Франкенштейн (Браннер, Блох) - страница 52

Наконец я добрался до деревни Шамуни. Здесь дало себя знать крайнее телесное и душевное утомление, испытанное в пути. Некоторое время я просидел у окна, глядя на бледные всполохи, игравшие над Монбланом, и слушая рокот Арвы, продолжавшей внизу свой шумный путь. Эти звуки, точно колыбельная песнь, убаюкали мою тревогу: сон подкрался ко мне, едва я опустил голову на подушку; я ощутил его приход и благословил дарителя забвения.

Глава десятая

Весь следующий день я бродил по долине. Я постоял у истоков Арвейрона, берущего начало от ледника, который медленно сползает с вершин, перегораживая долину. Передо мной высились крутые склоны гигантских гор, над головой нависала ледяная стена глетчера, вокруг были разбросаны обломки поверженных им сосен. Торжественное безмолвие этих тронных залов Природы нарушалось лишь шумом потока, а по временам — падением камня, грохотом снежной лавины или гулким треском скопившихся льдов, которые, подчиняясь каким-то особым законам, время от времени ломаются, точно хрупкие игрушки. Эти возвышенные и величественные картины давали мне величайшее утешение, какое я способен был воспринять. Они поднимали меня надо всем мелким, и если не могли развеять моего горя, то хотя бы умеряли и смягчали его. Они отчасти отвлекали от мыслей, терзавших меня последний месяц. Когда я в ту ночь ложился спать, меня провожали ко сну те величавые образы, которые я созерцал днем. Все они сошлись у моего изголовья: и непорочные снежные вершины, и сверкающие льдом пики, и сосны, и скалистый каньон — все они окружили меня и сулили покой.

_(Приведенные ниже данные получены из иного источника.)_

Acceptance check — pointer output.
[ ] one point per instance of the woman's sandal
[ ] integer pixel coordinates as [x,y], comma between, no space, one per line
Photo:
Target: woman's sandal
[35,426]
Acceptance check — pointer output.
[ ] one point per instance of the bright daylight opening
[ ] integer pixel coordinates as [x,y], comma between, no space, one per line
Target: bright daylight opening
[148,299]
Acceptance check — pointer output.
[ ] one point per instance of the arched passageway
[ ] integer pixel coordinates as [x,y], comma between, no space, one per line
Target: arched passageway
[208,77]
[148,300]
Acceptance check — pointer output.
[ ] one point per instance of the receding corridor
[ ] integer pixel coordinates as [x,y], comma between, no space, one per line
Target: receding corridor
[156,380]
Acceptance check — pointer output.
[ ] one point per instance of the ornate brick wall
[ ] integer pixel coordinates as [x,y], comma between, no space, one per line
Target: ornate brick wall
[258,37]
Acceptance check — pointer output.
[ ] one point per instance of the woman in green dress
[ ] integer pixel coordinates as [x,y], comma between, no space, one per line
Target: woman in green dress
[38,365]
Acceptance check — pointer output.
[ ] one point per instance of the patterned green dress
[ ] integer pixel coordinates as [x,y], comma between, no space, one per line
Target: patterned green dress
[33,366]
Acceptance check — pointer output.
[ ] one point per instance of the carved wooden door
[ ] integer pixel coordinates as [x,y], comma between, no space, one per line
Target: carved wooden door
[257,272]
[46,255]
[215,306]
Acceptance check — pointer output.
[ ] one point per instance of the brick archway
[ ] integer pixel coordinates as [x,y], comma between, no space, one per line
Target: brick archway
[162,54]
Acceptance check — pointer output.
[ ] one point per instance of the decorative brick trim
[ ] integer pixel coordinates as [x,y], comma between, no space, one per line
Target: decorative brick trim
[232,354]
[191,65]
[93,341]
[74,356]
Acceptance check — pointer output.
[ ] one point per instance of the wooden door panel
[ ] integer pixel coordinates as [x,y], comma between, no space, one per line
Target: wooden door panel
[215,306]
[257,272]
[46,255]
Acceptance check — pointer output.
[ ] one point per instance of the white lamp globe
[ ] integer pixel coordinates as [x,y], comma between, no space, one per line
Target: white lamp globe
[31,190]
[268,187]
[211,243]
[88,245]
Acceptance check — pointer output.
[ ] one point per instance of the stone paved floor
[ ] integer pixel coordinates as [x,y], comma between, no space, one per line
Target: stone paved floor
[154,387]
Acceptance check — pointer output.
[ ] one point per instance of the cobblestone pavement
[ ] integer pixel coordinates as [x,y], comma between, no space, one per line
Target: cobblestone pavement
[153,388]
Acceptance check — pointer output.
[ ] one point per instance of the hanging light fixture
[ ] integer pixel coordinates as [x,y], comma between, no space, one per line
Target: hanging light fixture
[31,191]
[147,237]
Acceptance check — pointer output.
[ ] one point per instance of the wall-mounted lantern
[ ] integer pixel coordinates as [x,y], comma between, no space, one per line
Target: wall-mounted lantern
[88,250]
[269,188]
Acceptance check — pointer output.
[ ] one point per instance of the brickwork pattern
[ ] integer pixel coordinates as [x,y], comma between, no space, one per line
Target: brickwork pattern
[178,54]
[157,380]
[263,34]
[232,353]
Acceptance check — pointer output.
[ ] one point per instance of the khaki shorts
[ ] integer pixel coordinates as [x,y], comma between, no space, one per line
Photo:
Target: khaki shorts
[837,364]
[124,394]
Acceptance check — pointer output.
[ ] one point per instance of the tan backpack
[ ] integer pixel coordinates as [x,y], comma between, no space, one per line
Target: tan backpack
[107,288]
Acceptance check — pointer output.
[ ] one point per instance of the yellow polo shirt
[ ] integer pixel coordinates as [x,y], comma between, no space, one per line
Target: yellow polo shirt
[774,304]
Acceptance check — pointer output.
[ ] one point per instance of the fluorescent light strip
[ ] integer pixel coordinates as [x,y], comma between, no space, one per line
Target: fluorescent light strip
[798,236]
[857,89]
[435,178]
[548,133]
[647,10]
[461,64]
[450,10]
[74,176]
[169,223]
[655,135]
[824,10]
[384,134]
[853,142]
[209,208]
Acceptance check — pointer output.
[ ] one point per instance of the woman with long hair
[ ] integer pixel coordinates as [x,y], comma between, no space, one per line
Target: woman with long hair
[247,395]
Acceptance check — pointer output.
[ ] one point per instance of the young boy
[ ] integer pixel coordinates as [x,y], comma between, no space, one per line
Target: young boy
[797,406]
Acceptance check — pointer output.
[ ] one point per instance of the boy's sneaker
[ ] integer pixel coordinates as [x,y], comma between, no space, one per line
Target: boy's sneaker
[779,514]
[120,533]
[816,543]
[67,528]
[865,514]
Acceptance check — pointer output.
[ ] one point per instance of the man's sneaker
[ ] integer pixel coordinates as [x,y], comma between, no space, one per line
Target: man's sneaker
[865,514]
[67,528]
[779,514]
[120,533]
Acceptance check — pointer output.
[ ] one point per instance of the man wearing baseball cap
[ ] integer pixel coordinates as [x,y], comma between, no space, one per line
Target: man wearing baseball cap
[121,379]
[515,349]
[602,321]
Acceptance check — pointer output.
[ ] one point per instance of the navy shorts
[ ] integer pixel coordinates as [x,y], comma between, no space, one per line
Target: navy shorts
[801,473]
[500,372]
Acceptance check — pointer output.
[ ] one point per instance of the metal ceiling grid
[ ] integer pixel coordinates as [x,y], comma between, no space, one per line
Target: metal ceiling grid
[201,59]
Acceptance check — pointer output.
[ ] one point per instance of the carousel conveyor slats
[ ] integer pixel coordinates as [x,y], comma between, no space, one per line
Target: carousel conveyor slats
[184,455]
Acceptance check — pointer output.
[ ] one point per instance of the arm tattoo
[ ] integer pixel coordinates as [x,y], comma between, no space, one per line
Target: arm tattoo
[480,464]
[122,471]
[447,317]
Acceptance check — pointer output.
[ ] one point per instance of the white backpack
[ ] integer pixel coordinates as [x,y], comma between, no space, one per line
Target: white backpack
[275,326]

Но куда же они скрылись при моем пробуждении? Вместе со сном бежали прочь все восхитившие меня видения, и мою душу заволокло черной тоской. Дождь лил ручьями, вершины гор утонули в густом тумане, и я не мог уже видеть своих могучих друзей. Но я готов был проникнуть сквозь завесу тумана в их заоблачное уединение. Что мне были дождь и ненастье? Мне привели мула, и я решил подняться на вершину Монтан-вер. Я помнил, какое впечатление произвела на меня первая встреча с исполинским, вечно движущимся ледником. Она наполнила душу окрыляющим восторгом, вознесла ее из тьмы к свету и радости. Созерцание могучего и великого в природе всегда настраивало меня на торжественный лад, заставляя забывать преходящие жизненные заботы. Я решил совершить восхождение без проводника, ибо хорошо знал дорогу, а присутствие постороннего только нарушило бы мрачное величие этих пустынных мест.

Склон горы очень крут, но тропа вьется спиралью, помогая одолеть крутизну. Кругом расстилается безлюдная и дикая местность. На каждом шагу встречаются следы зимних лавин: поверженные на землю деревья, то совсем расщепленные, то согнутые, опрокинутые на выступы скал или поваленные друг на друга. По мере восхождения тропа все чаще пересекается заснеженными промоинами, по которым всякую минуту скатываются камни. Особенно опасна одна из них: достаточно малейшего сотрясения воздуха, одного громко произнесенного слова, чтобы обрушить гибель на говорящего. Сосны не отличаются здесь стройностью или пышностью, их мрачные силуэты еще больше подчеркивают суровость ландшафта. Я взглянул вниз, в долину; над потоком подымался туман; клубы его плотно окутывали соседние горы, скрывшие свои вершины в тучах; с темного неба лил дождь, завершая общее мрачное впечатление. Увы! Почему человек так гордится чувствами, возвышающими его над животными? Они лишь умножают число наших нужд. Если бы наши чувства ограничивались голодом, жаждой и похотью, мы были бы почти свободны; а сейчас мы подвластны каждому дуновению ветра, каждому случайному слову или представлению, которое это слово в нас вызывает.